Erfolgsaussichten fertilitätserhaltender Maßnahmen bei der Frau: Bei Durchführung einer hormonellen Stimulation ist ein Zeitraum von ca. 14 Tagen einzuplanen. Ein Beginn in der zweiten Zyklushälfte ist bei Patientinnen mit geplanter Chemotherapie ebenfalls möglich. Die Entnahme der Oozyten erfolgt mittels vaginaler Follikelpunktion. Bei bestehender Partnerschaft werden diese fertilisiert und kryokonserviert, bei Patientinnen ohne Partner unbefruchtet kryokonserviert. Das Risiko einer Überstimulation (besonders starkes Ansprechen auf die Stimulation) ist vorhanden und kann unter Umständen zu einer Verschiebung des Beginns der Chemotherapie führen. Aktuelle Daten des deutschen Netzwerks FertiProjekt zeigen allerdings, so Lawrenz, dass das Risiko für „relative Komplikationen“ hier nur bei 2,9 % pro hormonell stimulierter Patientin liegt. Es kommt im Normalfall daher zu keiner Verschiebung der geplanten Chemotherapie (Lawrenz B et al., Fertil Steril 2010). Die Zeitdauer der hormonellen Stimulation zur Oozytengewinnung beträgt median 17,5 Tage. Von der Entnahme der Eizelle bis zum Start der geplanten Chemotherapie dauert es gemäß einer aktuellen Untersuchung im median 4,5 Tage (Lawrenz et al., Onkologie 2011). Bezogen auf die Effektivität kann man festhalten, dass die Anzahl der gewonnenen Oozyten durch Stimulation vor Chemotherapie bei 11 liegt (verglichen mit 9,5 bei gesunden Patientinnen aus dem deutschen IVF-Register). Die Fertilisationsraten (IVF; ICSI) liegen mit 61,3 % bei Stimulation vor Chemotherapie nur knapp unter jenen im IVF-Register vermerkten (62,5 %). Grund hierfür ist, dass Patientinnen vor Chemotherapie intensiver stimuliert werden, um die Erfolgschancen zu erhöhen, so Lawrenz.
Eine weitere Option zur Fertilitätserhaltung der weiblichen Patienten stellt die Kryokonservierung von Ovargewebe dar. Diese laparoskopische Entnahme von Ovargewebe benötigt nur 2 Tage, das „Angehen“ sowie die Lebensdauer des Retransplantates sind noch experimentell, so Lawrenz. Bisher wurden 18–20 Schwangerschaften nach der Retransplantation von Ovargewebe berichtet. Die Methode ist partnerunabhängig. In den nächsten Jahren ist weiterer Erfahrungsgewinn zu erwarten, resümiert die Reproduktionsmedizinerin.

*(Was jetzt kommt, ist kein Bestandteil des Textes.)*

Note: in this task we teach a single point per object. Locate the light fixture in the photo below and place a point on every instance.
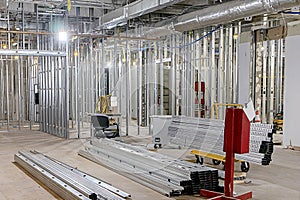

Möglichkeiten der Fertilitätserhaltung beim Mann: Für Männer steht als Behandlungsoption die Spermien-Kryokonservierung zur Verfügung, die von 27–67 % der betroffenen Männer in Anspruch genommen wird. Nach Abschluss der Tumortherapie kommt es zu einer Insemination, IVF oder ICSI. Die Methoden der Spermien-Kryokonservierung kommen häufig bei erkrankungsbedingten Spermienschädigungen, wie z. B. eingeschränkter Motilität oder niedriger Spermienzahl zum Einsatz. Als weitere Möglichkeit stehen noch die Asservierung von Hodengewebe sowie die Extraktion von testikulären Spermien zur Verfügung (TESE).

Frühzeitige Beratung: Für Patientinnen, die bei Diagnosestellung in einem Alter sind, in dem die Familienplanung noch nicht abgeschlossen ist, eröffnen sich durch die moderne Reproduktionsmedizin dennoch einige Möglichkeiten, die Fertilität entweder prätherapeutisch zu erhalten oder aber Schwangerschaften nach Abschluss der Therapie zu ermöglichen. Besonders wichtig ist es in diesem Zusammenhang, die Patienten frühzeitig zu beraten; eine weitere Entscheidung sollte dann in Abhängigkeit von der onkologischen Therapie getroffen werden, postuliert Lawrenz.